A panicking test stops at the first failure, throws away everything it knew about why it failed, and gives you a backtrace through the test harness instead of a description of what went wrong. A Result-returning test keeps the failure as a value: it carries the expression that failed, the values involved, the source location, and any context you attached on the way down.

#![allow(unused)]
fn main() {
use test_better::prelude::*;

#[test]
fn the_answer_is_right() -> TestResult {
    let answer = compute_answer();
    check!(answer).satisfies(eq(42))?;
    Ok(())
}
}

When that assertion fails, the message names the expression (answer), not just its value, and the comparison it expected. There is no .unwrap(), no assert_eq!, and no panic: the ? turns the failure into an early return that the test harness reports.

What you get

  • check! and matchers. check!(value).satisfies(matcher) is the single assertion form.
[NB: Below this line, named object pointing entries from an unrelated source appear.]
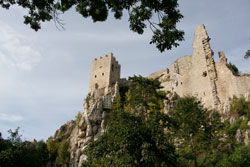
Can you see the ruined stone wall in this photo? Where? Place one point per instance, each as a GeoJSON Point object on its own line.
{"type": "Point", "coordinates": [105, 72]}
{"type": "Point", "coordinates": [198, 75]}
{"type": "Point", "coordinates": [230, 84]}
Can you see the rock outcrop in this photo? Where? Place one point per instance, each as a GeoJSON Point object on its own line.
{"type": "Point", "coordinates": [214, 83]}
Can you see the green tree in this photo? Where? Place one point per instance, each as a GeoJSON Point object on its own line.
{"type": "Point", "coordinates": [131, 142]}
{"type": "Point", "coordinates": [196, 132]}
{"type": "Point", "coordinates": [247, 55]}
{"type": "Point", "coordinates": [160, 15]}
{"type": "Point", "coordinates": [131, 138]}
{"type": "Point", "coordinates": [14, 152]}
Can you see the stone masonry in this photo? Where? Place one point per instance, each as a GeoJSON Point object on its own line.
{"type": "Point", "coordinates": [200, 76]}
{"type": "Point", "coordinates": [214, 83]}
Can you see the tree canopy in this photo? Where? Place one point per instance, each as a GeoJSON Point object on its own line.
{"type": "Point", "coordinates": [160, 15]}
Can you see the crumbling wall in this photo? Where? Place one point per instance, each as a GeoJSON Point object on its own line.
{"type": "Point", "coordinates": [105, 72]}
{"type": "Point", "coordinates": [198, 75]}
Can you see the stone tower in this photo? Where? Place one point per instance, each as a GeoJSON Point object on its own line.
{"type": "Point", "coordinates": [105, 72]}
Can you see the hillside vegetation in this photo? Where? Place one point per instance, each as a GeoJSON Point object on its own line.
{"type": "Point", "coordinates": [139, 133]}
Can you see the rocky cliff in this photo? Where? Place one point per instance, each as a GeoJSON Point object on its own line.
{"type": "Point", "coordinates": [214, 83]}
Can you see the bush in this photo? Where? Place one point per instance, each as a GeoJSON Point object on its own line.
{"type": "Point", "coordinates": [63, 153]}
{"type": "Point", "coordinates": [78, 118]}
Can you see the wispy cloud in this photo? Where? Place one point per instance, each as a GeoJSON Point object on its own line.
{"type": "Point", "coordinates": [10, 117]}
{"type": "Point", "coordinates": [16, 50]}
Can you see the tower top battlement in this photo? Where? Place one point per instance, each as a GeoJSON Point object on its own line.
{"type": "Point", "coordinates": [105, 72]}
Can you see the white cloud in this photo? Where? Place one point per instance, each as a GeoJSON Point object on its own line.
{"type": "Point", "coordinates": [236, 56]}
{"type": "Point", "coordinates": [10, 118]}
{"type": "Point", "coordinates": [16, 50]}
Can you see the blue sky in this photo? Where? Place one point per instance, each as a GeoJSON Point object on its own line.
{"type": "Point", "coordinates": [44, 75]}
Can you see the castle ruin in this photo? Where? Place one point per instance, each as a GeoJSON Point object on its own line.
{"type": "Point", "coordinates": [214, 83]}
{"type": "Point", "coordinates": [105, 73]}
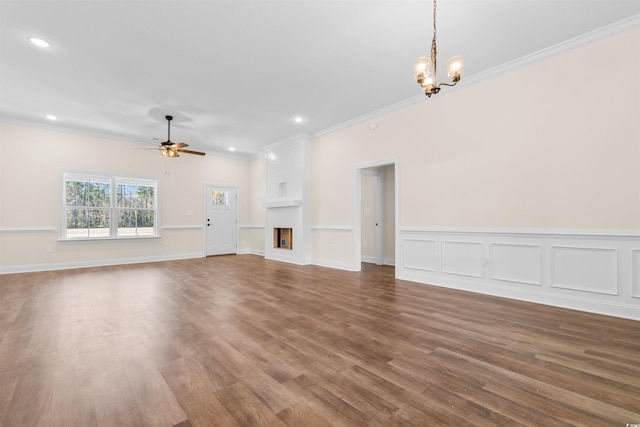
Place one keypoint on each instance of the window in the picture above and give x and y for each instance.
(98, 206)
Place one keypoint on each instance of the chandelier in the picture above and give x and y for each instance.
(422, 67)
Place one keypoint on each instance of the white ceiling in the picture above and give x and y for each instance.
(235, 73)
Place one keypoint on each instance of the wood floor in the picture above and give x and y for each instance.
(243, 341)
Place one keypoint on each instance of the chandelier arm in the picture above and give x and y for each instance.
(448, 84)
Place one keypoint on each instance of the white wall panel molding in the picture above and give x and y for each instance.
(584, 270)
(635, 261)
(632, 234)
(331, 228)
(462, 258)
(421, 254)
(518, 263)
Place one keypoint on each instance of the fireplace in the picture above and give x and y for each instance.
(283, 238)
(288, 201)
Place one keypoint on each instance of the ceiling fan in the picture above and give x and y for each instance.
(171, 149)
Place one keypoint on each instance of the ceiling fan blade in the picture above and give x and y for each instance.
(191, 152)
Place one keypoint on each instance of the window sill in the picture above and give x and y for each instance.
(109, 239)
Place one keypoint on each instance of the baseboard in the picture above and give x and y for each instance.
(333, 264)
(95, 263)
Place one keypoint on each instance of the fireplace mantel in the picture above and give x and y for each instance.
(288, 200)
(283, 204)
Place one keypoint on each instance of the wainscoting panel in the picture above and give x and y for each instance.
(636, 272)
(585, 269)
(462, 258)
(421, 254)
(594, 271)
(516, 263)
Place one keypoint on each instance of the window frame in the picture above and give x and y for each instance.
(113, 209)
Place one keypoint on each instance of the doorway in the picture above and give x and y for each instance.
(221, 220)
(376, 213)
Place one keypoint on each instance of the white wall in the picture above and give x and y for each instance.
(31, 161)
(546, 151)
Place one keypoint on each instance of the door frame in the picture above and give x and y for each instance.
(357, 207)
(204, 214)
(379, 213)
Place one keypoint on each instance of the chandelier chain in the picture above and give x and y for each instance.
(434, 48)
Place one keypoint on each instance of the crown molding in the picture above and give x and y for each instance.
(627, 24)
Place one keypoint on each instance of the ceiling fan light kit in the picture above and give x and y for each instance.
(170, 149)
(422, 66)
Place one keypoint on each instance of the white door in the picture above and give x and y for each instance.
(221, 220)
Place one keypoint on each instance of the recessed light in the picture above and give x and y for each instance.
(39, 42)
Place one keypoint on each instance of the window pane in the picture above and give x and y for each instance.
(99, 194)
(77, 224)
(220, 198)
(146, 223)
(133, 222)
(135, 196)
(99, 223)
(89, 206)
(76, 193)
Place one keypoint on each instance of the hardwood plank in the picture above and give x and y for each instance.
(240, 340)
(246, 408)
(155, 401)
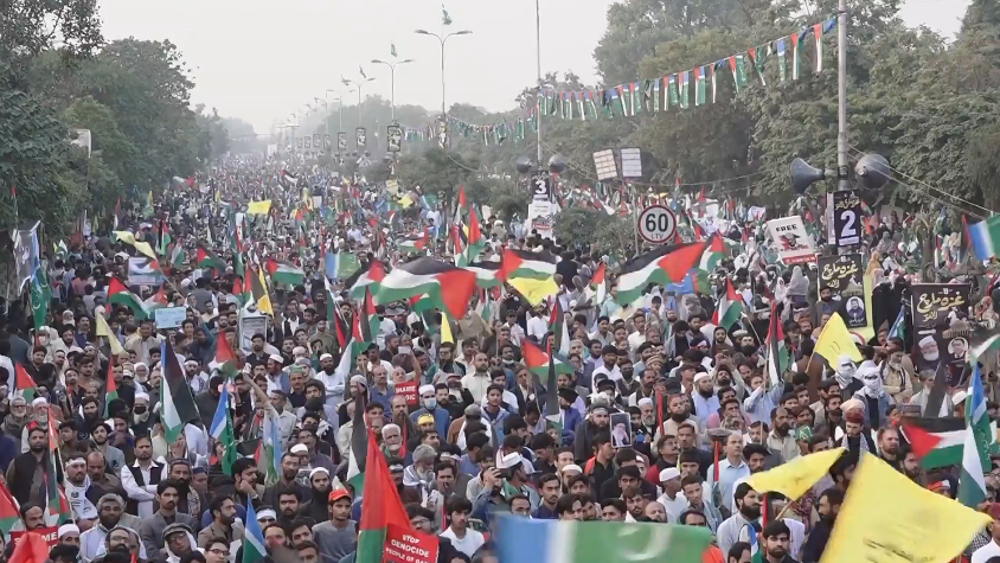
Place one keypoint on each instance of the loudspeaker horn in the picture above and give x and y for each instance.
(803, 175)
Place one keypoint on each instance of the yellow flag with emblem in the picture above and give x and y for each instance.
(887, 518)
(835, 341)
(795, 478)
(102, 329)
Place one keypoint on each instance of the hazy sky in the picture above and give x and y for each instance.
(261, 60)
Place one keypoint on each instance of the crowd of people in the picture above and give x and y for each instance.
(662, 414)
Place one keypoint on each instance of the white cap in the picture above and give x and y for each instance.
(669, 473)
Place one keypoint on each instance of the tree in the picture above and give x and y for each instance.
(30, 27)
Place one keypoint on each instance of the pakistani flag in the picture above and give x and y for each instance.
(359, 446)
(285, 273)
(24, 384)
(730, 307)
(222, 431)
(975, 449)
(778, 356)
(253, 539)
(563, 541)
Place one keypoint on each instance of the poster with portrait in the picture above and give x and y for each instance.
(941, 326)
(621, 430)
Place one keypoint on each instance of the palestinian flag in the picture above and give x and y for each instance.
(369, 322)
(487, 273)
(176, 400)
(729, 309)
(340, 265)
(560, 333)
(357, 463)
(475, 244)
(426, 275)
(207, 260)
(665, 265)
(57, 509)
(597, 290)
(537, 360)
(525, 264)
(713, 254)
(253, 539)
(936, 441)
(222, 430)
(381, 506)
(24, 385)
(120, 295)
(287, 274)
(778, 355)
(9, 515)
(413, 244)
(111, 390)
(370, 277)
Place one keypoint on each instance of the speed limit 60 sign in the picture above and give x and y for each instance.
(657, 224)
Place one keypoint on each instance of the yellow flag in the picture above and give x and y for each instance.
(795, 478)
(125, 236)
(104, 330)
(446, 335)
(835, 341)
(535, 291)
(259, 207)
(144, 248)
(886, 518)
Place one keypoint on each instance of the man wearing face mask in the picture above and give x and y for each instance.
(141, 423)
(429, 405)
(873, 394)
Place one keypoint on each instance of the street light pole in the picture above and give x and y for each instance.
(538, 97)
(442, 40)
(392, 75)
(842, 158)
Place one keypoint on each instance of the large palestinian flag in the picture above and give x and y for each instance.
(451, 287)
(120, 295)
(665, 265)
(936, 441)
(525, 264)
(370, 277)
(487, 273)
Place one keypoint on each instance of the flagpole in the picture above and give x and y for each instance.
(842, 158)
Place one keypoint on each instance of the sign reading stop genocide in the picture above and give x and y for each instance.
(657, 224)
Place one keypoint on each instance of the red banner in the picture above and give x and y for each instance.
(50, 535)
(408, 546)
(409, 390)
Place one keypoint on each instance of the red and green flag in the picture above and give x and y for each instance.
(120, 295)
(24, 384)
(381, 506)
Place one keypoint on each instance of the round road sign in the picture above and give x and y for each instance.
(657, 224)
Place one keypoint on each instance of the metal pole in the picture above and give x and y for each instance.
(842, 158)
(443, 111)
(538, 97)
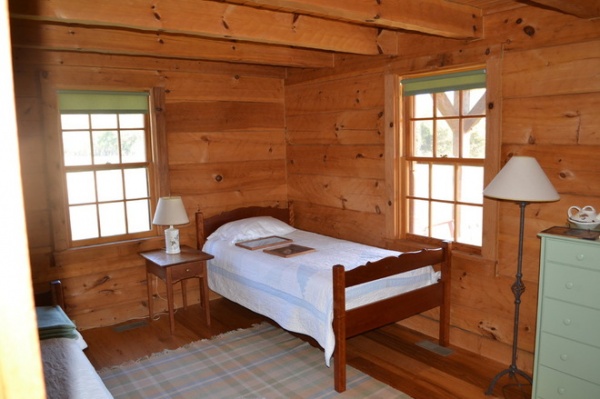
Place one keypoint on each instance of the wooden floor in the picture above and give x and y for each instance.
(389, 354)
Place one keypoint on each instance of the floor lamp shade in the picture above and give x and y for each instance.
(521, 179)
(170, 211)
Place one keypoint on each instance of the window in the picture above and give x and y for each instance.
(107, 165)
(445, 140)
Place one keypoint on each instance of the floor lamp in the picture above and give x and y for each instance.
(523, 181)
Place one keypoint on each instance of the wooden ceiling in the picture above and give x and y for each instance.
(294, 33)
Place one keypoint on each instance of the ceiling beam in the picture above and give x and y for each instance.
(588, 9)
(54, 36)
(210, 19)
(435, 17)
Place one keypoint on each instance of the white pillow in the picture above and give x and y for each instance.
(250, 229)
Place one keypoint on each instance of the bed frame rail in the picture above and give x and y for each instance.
(348, 323)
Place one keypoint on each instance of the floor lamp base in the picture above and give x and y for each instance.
(512, 372)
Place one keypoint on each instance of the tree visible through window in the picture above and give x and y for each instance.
(106, 159)
(445, 151)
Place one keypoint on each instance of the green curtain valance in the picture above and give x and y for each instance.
(102, 102)
(448, 82)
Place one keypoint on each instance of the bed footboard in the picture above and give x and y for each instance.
(348, 323)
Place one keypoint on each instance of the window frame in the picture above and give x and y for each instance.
(396, 168)
(158, 179)
(407, 109)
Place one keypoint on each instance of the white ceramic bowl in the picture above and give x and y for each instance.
(591, 225)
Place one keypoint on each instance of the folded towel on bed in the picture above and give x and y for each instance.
(53, 322)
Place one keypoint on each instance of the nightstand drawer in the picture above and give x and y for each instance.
(187, 270)
(573, 253)
(572, 284)
(552, 384)
(570, 357)
(571, 321)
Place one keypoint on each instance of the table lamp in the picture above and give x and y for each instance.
(170, 211)
(523, 181)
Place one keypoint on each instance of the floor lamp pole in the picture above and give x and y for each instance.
(517, 288)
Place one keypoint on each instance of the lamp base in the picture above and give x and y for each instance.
(172, 240)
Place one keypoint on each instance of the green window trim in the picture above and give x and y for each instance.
(100, 102)
(448, 82)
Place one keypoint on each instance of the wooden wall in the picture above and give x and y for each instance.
(240, 135)
(542, 73)
(226, 147)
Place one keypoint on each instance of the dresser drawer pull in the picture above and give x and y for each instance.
(564, 357)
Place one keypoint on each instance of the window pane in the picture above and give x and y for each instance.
(447, 104)
(84, 222)
(442, 185)
(474, 102)
(469, 227)
(474, 138)
(423, 104)
(420, 180)
(447, 138)
(138, 216)
(110, 185)
(81, 188)
(133, 146)
(104, 121)
(136, 183)
(442, 220)
(75, 121)
(76, 148)
(106, 147)
(471, 183)
(112, 219)
(131, 121)
(419, 217)
(423, 138)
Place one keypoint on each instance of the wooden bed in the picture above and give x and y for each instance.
(348, 323)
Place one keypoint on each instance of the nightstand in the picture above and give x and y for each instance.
(172, 268)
Matchers (eq, lt, contains, some, …) compose with combinators (not, all_of, any_of) and you can write your own.
  • ?-friendly conversions. or_fail replaces .unwrap(); context annotates a failure with where you were in the test when it happened.
  • Rich failure output. Failures render the expression, the expected and actual values, a diff for multi-line text, the source location, and the context chain.
  • One surface across test kinds. Async assertions, property tests, snapshot tests, and fixture-driven tests all return the same TestResult and compose with the same ?.

How this book is organized

Getting Started gets a test file compiling. Migrating from assert! is the translation table if you have an existing suite. The remaining chapters each take one area in depth: writing your own matchers, async, property testing, snapshots, and fixtures. Recipes collects shorter answers to common questions.

The full API reference is the rustdoc; this book is the prose companion to it.